Starlight Hotel (Sam Pillsbury, 1987) wr. Grant Hinden-Miller, prod. Larry Parr, Finola Dwyer, Mirage Films, Challenge Film Corp, dp Warrick Attewell; Peter Phelps, Greer Robson, Marshall Napier, Bruce Phillips, The Wizard; Depression era NZ school-kid Kate missing her father badly; temptation to seek him out leads her into diverse and intense encounters with fate; NZ
I've seen Peter Phelps in half a dozen films, and find this the most attractive. It's a shiralee story from the NZ depression in which a young man feels obliged to look after a girl while on the road. It's a bit melodramatic but plausible enough. Phelps is neither too saccharin, as he is in Playing Beatie Bow, nor too choleric, as in most of his films, Teesh and Trude, for example. A good example of a successful and satisfying NZ feature.
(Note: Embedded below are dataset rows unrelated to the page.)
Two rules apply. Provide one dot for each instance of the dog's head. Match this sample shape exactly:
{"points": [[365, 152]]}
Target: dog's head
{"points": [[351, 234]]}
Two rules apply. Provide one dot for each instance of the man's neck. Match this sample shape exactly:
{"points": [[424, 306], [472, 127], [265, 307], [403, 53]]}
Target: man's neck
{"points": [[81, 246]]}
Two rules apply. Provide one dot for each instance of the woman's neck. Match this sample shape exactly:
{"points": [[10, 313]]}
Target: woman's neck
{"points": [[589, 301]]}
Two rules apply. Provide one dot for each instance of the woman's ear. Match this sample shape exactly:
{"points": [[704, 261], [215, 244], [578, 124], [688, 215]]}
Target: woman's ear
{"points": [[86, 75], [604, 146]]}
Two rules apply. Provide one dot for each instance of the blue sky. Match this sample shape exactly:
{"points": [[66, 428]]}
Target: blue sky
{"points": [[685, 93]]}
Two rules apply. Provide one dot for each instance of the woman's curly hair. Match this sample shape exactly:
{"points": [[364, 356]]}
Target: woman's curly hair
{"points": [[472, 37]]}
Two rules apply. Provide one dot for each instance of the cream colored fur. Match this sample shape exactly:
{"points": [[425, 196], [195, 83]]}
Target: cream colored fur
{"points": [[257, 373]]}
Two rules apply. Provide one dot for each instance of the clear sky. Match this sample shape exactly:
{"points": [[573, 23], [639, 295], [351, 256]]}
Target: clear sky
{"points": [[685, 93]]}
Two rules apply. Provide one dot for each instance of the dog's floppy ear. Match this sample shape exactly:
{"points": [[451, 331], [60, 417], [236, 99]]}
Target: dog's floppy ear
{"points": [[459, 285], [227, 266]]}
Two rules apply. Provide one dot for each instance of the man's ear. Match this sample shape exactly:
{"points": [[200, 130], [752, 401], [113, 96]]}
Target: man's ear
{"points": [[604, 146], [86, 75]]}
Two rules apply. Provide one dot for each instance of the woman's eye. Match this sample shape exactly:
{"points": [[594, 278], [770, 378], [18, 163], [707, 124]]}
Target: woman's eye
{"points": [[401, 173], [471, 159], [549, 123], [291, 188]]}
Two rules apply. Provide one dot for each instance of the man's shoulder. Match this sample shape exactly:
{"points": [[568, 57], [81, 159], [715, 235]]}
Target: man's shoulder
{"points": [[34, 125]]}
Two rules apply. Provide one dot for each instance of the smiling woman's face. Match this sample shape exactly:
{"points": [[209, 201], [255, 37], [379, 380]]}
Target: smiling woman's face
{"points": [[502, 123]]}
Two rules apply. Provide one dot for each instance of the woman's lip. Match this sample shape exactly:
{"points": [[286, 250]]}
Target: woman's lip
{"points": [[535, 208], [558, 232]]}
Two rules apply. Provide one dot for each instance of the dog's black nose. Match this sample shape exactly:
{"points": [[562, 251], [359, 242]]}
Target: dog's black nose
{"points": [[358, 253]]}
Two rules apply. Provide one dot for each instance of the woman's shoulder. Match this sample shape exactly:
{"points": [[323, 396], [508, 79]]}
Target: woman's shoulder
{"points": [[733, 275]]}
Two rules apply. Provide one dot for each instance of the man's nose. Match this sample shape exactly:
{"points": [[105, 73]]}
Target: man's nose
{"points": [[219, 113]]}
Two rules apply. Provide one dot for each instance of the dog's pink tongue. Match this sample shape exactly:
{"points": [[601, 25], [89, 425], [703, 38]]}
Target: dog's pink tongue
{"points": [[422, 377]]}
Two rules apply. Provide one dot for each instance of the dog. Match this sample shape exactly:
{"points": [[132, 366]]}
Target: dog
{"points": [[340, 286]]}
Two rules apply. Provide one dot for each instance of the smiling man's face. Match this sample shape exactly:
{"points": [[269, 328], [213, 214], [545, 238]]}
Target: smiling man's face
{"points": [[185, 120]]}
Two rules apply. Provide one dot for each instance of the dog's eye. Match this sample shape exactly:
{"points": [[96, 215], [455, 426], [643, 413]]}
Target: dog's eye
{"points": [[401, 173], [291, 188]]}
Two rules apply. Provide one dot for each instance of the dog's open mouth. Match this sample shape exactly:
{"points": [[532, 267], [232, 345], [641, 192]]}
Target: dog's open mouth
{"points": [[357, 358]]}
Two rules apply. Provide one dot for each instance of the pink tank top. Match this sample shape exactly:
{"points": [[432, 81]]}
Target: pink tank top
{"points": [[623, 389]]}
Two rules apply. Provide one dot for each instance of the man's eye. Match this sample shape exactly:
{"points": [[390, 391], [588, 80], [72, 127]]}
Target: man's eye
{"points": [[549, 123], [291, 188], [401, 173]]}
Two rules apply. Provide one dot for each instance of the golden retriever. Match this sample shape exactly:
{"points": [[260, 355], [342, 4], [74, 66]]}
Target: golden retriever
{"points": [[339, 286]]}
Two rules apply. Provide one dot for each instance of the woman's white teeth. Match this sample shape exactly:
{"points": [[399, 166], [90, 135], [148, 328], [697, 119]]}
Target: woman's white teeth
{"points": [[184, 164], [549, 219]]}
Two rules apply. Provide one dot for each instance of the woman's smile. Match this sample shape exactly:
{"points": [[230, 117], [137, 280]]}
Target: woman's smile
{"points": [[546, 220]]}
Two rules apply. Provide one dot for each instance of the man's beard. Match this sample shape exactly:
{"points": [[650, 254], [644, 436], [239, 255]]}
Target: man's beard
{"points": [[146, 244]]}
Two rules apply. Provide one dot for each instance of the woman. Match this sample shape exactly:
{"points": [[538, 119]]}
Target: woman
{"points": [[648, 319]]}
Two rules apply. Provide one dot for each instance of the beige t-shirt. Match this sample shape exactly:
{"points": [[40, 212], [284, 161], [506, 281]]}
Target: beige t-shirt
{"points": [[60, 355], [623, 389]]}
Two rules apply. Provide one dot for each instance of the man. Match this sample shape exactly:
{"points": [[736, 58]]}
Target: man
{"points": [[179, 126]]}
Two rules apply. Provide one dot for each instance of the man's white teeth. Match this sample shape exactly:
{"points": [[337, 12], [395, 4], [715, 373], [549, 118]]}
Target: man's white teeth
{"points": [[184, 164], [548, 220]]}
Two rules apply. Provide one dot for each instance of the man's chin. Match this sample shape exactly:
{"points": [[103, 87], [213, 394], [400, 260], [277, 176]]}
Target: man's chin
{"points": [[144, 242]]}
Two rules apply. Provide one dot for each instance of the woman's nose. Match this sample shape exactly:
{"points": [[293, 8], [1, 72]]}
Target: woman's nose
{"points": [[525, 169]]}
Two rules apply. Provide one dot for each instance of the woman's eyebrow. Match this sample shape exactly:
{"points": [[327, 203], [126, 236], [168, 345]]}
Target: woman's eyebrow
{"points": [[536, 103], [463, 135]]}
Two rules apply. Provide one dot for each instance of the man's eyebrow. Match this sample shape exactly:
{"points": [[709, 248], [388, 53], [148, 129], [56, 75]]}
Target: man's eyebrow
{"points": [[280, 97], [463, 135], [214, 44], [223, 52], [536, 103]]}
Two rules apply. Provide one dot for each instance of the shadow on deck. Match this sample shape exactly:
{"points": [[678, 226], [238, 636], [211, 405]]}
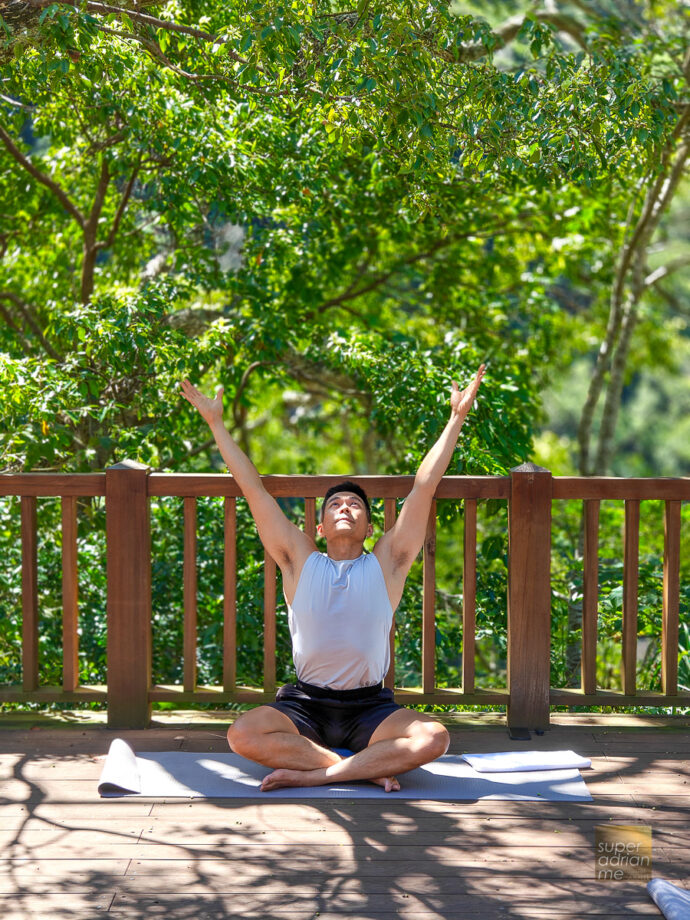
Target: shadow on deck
{"points": [[68, 853]]}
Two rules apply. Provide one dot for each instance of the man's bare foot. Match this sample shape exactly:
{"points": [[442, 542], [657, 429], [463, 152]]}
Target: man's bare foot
{"points": [[281, 779]]}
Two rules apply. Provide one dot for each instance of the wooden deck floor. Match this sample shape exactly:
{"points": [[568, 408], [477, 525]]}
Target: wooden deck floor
{"points": [[67, 853]]}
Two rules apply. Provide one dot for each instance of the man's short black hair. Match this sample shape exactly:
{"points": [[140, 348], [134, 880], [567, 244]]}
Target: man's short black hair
{"points": [[347, 486]]}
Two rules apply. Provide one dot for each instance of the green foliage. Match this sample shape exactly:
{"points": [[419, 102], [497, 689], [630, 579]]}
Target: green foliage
{"points": [[332, 212]]}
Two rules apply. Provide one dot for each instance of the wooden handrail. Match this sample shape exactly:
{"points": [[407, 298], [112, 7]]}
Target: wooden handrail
{"points": [[529, 492]]}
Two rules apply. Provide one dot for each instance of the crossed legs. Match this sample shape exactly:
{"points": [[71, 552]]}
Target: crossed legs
{"points": [[404, 740]]}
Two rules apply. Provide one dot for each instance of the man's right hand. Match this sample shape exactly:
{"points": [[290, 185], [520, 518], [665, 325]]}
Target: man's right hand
{"points": [[210, 409]]}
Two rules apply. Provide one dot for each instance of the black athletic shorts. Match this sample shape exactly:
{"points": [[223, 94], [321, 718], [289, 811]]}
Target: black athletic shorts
{"points": [[336, 718]]}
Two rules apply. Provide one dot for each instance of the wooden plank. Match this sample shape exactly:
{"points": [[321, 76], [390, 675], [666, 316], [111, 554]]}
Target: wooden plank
{"points": [[269, 624], [529, 597], [310, 517], [575, 697], [52, 484], [671, 598], [230, 594], [215, 484], [190, 594], [429, 604], [47, 694], [469, 593], [603, 487], [390, 513], [29, 594], [631, 544], [590, 596], [128, 565], [70, 596]]}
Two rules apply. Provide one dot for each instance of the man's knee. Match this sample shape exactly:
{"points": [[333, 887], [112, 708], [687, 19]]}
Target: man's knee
{"points": [[434, 738], [246, 734]]}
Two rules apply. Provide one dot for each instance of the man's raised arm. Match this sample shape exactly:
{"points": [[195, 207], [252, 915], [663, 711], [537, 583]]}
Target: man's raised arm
{"points": [[285, 542], [397, 549]]}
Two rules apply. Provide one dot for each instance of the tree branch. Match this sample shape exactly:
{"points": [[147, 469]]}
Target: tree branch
{"points": [[110, 239], [41, 177], [664, 271]]}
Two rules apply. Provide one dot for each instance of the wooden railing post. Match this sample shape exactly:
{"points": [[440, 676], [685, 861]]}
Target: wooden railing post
{"points": [[529, 597], [128, 555]]}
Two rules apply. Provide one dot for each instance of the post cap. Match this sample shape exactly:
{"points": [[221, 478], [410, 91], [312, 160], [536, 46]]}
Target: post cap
{"points": [[529, 468], [128, 465]]}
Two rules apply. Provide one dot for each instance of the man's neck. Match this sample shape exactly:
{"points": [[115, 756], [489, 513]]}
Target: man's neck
{"points": [[337, 550]]}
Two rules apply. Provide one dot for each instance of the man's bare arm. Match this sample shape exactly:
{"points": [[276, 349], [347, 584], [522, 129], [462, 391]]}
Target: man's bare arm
{"points": [[397, 549], [285, 542]]}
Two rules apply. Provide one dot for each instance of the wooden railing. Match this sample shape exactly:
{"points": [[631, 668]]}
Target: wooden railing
{"points": [[529, 491]]}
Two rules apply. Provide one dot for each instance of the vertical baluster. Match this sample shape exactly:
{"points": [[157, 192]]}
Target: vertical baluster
{"points": [[429, 605], [128, 569], [70, 597], [269, 624], [230, 595], [29, 594], [671, 603], [469, 593], [190, 594], [631, 546], [389, 515], [590, 596]]}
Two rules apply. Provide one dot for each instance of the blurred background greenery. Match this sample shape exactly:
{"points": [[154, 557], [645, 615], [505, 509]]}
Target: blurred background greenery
{"points": [[333, 212]]}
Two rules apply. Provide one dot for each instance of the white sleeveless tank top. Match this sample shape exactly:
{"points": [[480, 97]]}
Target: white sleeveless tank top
{"points": [[340, 621]]}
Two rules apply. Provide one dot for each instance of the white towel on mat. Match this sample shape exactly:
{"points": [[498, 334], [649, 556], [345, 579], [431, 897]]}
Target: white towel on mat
{"points": [[515, 761], [673, 902]]}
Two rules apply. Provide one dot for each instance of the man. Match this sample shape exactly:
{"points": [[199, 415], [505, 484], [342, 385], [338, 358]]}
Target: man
{"points": [[340, 609]]}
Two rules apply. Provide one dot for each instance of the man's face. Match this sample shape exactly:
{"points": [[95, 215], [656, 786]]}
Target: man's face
{"points": [[345, 513]]}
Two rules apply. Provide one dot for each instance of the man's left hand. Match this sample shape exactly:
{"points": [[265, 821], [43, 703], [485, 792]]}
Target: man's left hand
{"points": [[461, 400]]}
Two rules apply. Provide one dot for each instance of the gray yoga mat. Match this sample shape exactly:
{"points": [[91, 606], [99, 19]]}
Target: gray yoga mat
{"points": [[183, 774], [673, 902]]}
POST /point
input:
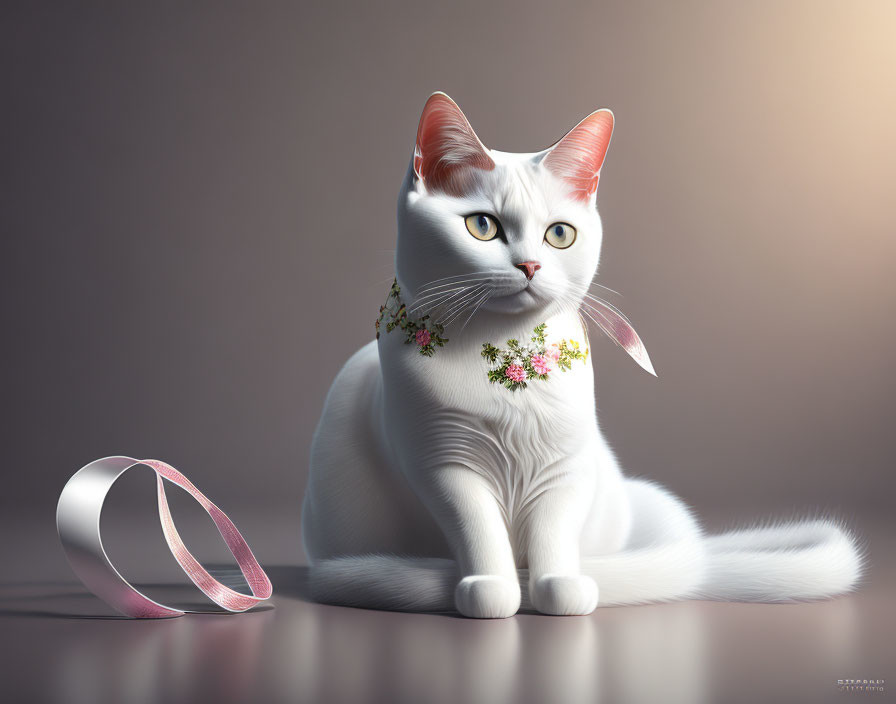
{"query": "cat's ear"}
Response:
(577, 157)
(447, 148)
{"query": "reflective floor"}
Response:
(59, 644)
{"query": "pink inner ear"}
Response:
(577, 157)
(447, 147)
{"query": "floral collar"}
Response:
(423, 332)
(513, 367)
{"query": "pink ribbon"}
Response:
(77, 520)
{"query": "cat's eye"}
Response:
(560, 235)
(482, 226)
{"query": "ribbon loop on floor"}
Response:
(78, 523)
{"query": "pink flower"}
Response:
(540, 364)
(423, 337)
(515, 373)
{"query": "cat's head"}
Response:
(511, 233)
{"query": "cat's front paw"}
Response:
(487, 596)
(564, 595)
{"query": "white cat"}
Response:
(458, 462)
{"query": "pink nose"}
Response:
(528, 268)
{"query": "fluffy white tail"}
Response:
(786, 562)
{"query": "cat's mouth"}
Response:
(523, 298)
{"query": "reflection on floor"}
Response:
(62, 645)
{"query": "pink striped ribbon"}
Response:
(77, 519)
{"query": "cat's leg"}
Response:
(553, 528)
(468, 513)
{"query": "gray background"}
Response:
(198, 225)
(197, 220)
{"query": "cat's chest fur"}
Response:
(444, 410)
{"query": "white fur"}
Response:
(433, 489)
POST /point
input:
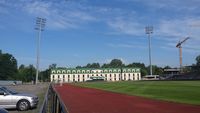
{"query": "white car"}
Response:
(10, 99)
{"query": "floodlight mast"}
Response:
(179, 45)
(40, 24)
(149, 31)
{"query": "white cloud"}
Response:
(126, 46)
(126, 26)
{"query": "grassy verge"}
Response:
(176, 91)
(40, 95)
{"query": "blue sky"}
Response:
(86, 31)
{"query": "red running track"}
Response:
(87, 100)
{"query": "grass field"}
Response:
(176, 91)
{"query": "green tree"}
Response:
(156, 70)
(45, 75)
(116, 63)
(27, 73)
(8, 66)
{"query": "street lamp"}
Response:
(149, 31)
(40, 24)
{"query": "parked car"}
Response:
(10, 99)
(3, 110)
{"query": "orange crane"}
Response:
(179, 45)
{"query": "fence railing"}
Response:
(52, 102)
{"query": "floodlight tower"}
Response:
(40, 24)
(149, 31)
(179, 45)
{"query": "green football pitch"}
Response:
(175, 91)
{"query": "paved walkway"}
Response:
(86, 100)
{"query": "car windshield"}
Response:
(9, 90)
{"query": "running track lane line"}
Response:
(87, 100)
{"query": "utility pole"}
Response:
(149, 31)
(179, 45)
(40, 24)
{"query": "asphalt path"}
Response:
(87, 100)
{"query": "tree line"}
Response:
(9, 69)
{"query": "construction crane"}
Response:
(179, 45)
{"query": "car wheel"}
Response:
(23, 105)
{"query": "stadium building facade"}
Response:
(89, 74)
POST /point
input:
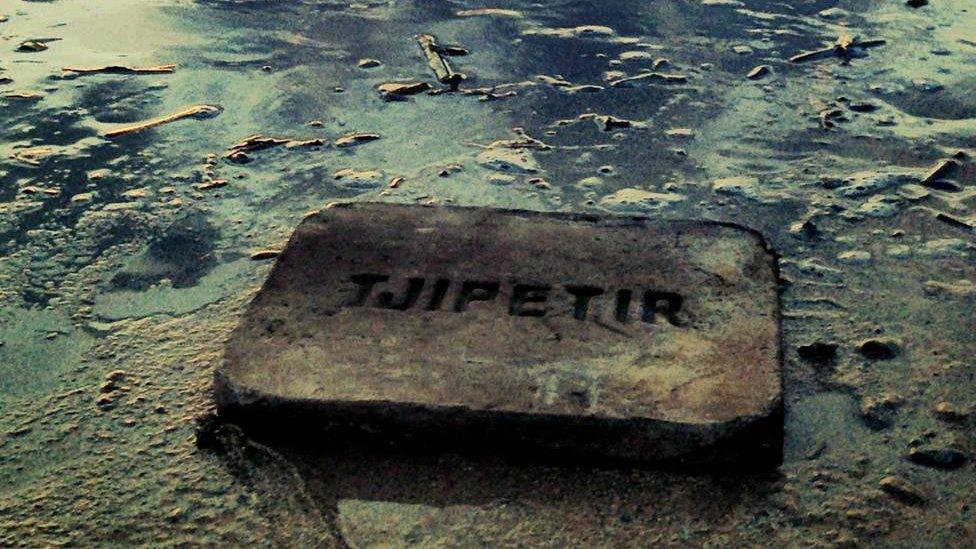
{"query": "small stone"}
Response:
(854, 256)
(902, 491)
(948, 412)
(943, 247)
(833, 13)
(878, 412)
(880, 348)
(758, 72)
(898, 251)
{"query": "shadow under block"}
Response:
(612, 339)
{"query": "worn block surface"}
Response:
(608, 338)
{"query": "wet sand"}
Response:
(125, 258)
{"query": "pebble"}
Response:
(902, 491)
(683, 133)
(854, 256)
(882, 205)
(943, 247)
(898, 251)
(508, 160)
(833, 13)
(878, 412)
(629, 200)
(948, 412)
(758, 72)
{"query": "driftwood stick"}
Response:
(196, 111)
(442, 69)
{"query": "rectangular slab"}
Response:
(609, 338)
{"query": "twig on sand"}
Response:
(196, 111)
(846, 48)
(120, 69)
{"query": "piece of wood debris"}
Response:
(394, 91)
(212, 184)
(651, 76)
(435, 60)
(355, 138)
(196, 111)
(35, 44)
(936, 178)
(261, 255)
(759, 72)
(490, 12)
(238, 152)
(29, 95)
(120, 69)
(846, 48)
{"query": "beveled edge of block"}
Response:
(753, 442)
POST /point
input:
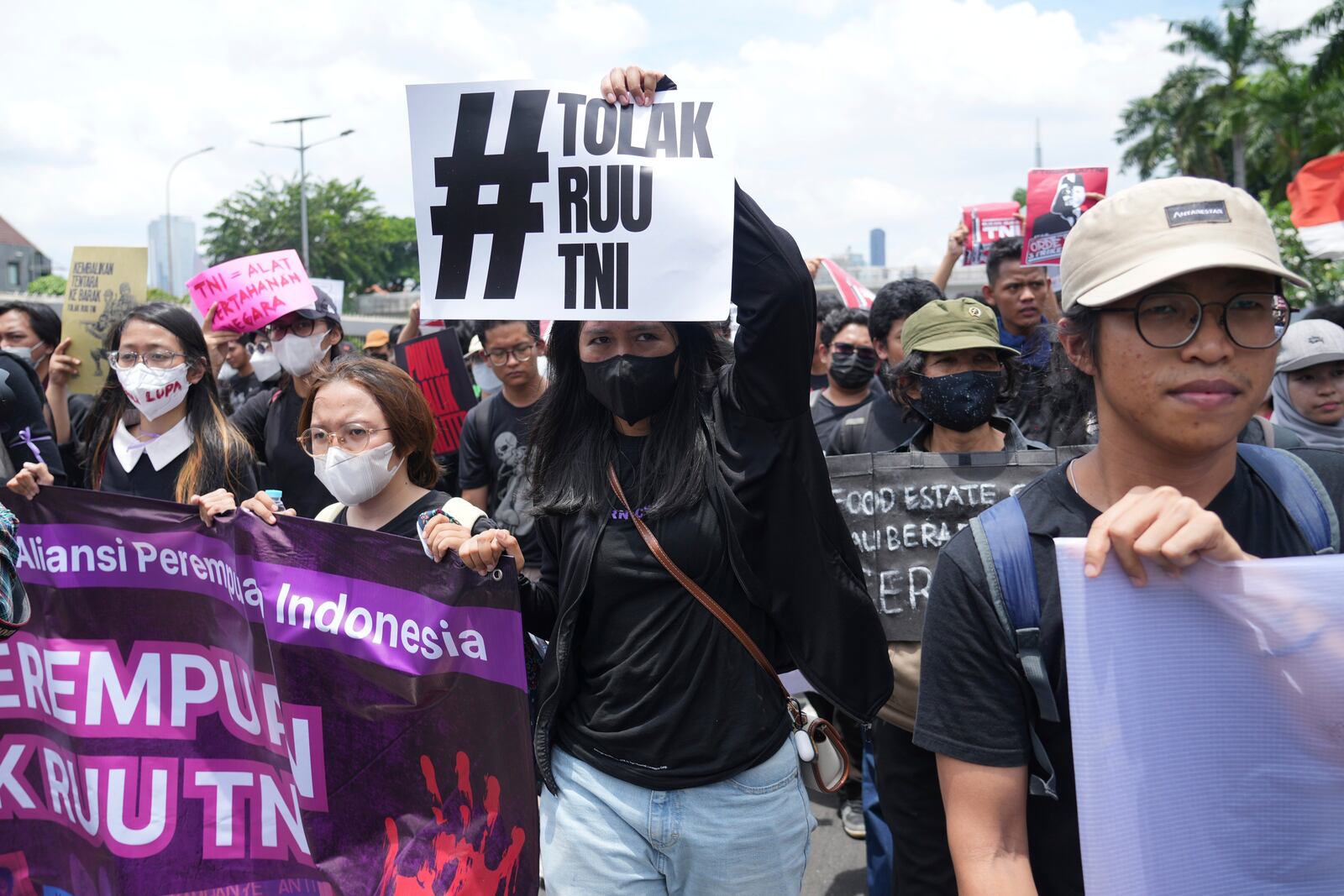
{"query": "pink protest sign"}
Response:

... sweetly anemic ... a Disneyesque road picture ... Grant Hindin Miller set out to portray the times in this pensive screenplay based on his bestseller The Dream Monger. It is a small, affectionate story, serenely and too evenly directed by Sam Pillsbury, who made his feature debut with Scarecrow in 1982. Rita Kempley, Washington Post.
... plays like a Down Under version of Paper Moon (1973). Karl Williams, Rotten Tomatoes.